Dans le précédent volume, regroupant les carnets tenus entre 1995 et 2000, André Major terminait sur une note d’ouverture, comme une invitation à le retrouver à un autre moment afin de poursuivre cet exercice d’amitié qu’est le partage des réflexions, impressions, rêves, sans taire les déceptions qui balisent le parcours d’une vie : « L’important, concluait-il, c’est de poursuivre sa route, à l’écoute du vivant. Un vers de Verlaine le dit tout simplement : La route est bonne et la mort est au bout ». La promesse est tenue, André Major nous revient cette fois avec les carnets couvrant les trois années qui suivent, de 2001 à 2003.
Le lecteur confident y retrouve celui qu’il a quitté quelques années plus tôt, à la fois inchangé et différent. Major demeure avant tout ce lecteur aussi passionné qu’hier et avide de poursuivre sa quête de compréhension du monde, d’interroger et de partager avec le lecteur le fruit de ses réflexions, ses doutes et, par moments, les étincelles de beauté qui s’offrent à qui sait se mettre en retrait et regarder. Le titre prend ici tout son sens : s’élever et observer. Le carnet s’inscrit dans la continuité d’un échange qui se veut indissociable de cette même quête. « Dans le carnet, écrit Major, on simule une conversation avec un lecteur dont on ne peut malheureusement pas entendre les répliques […]. Personne ne nous lit avec plus d’attention que ce lecteur pour qui on est une voix dans la solitude de sa lecture. » Une voix avec ses élans, ses envolées, qui parfois dénoncent et, à d’autres moments, doutent. Et ses silences.

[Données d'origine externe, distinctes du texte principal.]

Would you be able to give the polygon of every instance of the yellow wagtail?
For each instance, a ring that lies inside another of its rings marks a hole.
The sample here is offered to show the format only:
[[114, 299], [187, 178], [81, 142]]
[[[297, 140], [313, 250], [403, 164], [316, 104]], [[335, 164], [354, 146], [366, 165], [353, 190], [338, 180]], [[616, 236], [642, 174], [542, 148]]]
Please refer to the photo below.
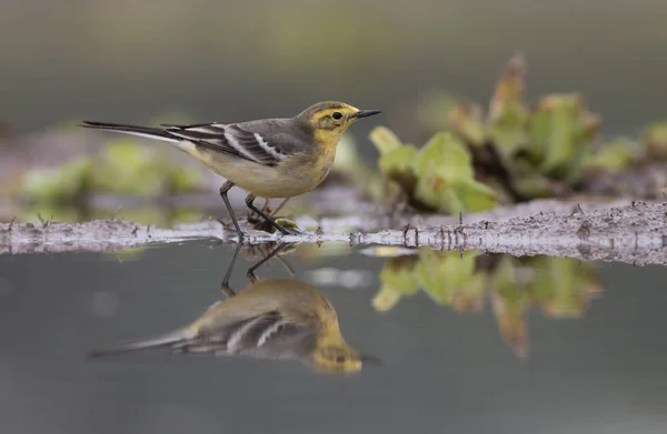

Major revient ainsi sur les lectures et les auteurs qui l’ont marqué et qu’il revisite : Tchékhov, Tolstoï, Dostoïevski, Flaubert, Hamsun, Naipaul, Nietzsche, Pavese, Ferron, pour ne nommer que ces derniers. Les relectures ont maintenant préséance sur la découverte de nouveautés. Major renoue avec ce qui hier l’émerveillait et nourrissait ses engagements tant littéraires que citoyens qui lui ont permis de persévérer, de cheminer. Après la hâte et l’impatience des premières années, Major apprivoise le regard apaisé qui vient avec l’âge. Au-delà de tout ce qui peut être noté, évoqué, interrogé, dénoncé, acclamé –quoique plus rarement dans ce dernier cas –, le souci premier qui traverse et donne à ces pages à la fois leur unité, leur couleur et, pourrait-on dire, leur légitimité, la préoccupation constante qui anime Major, c’est la justesse de l’écriture. « L’important n’est pas tant de témoigner fidèlement de celui qu’on est que de maintenir vivant le rapport entre soi et le monde – de bien faire voir et sentir ce qu’on a vu, lu ou vécu. Autrement dit, d’écrire avec justesse – cette justesse qui assure le bien-fondé de l’écriture. »
L’homme de 75 ans qui revisite ses carnets n’a rien perdu de sa lucidité. L’esprit combatif qui hier l’animait fait aujourd’hui davantage place à l’acceptation des jours qu’il accueille tantôt avec sagesse lorsque la finalité de l’existence lui est rappelée par l’accompagnement d’un oncle vieillissant dont les jours sont comptés, tantôt avec bienveillance lorsqu’un enfant, son petit-fils, s’invite au quotidien. Cette sagesse trouve également appui sur les joies simples et la douceur de vivre qu’il retrouve dans le fado et la cuisine portugaise qu’il aime partager avec ses amis, et dans la beauté de paysages que lui offrent les Laurentides et la Serra da Estrela, qui lui inspirent le respect et le recueillement propice au rêve éveillé. Car, sans rêve nous rappelle Major en citant Giono, que pouvons-nous connaître et comprendre de ce monde ?
Comme un ami que l’on quitte à regret après un repas qui a su nous réconcilier avec l’âpreté de certains jours, il me tardera de retrouver André Major dans ses prochains carnets, et de renouer avec ces petits riens de la vie qu’il sait capter et nous offrir avec justesse.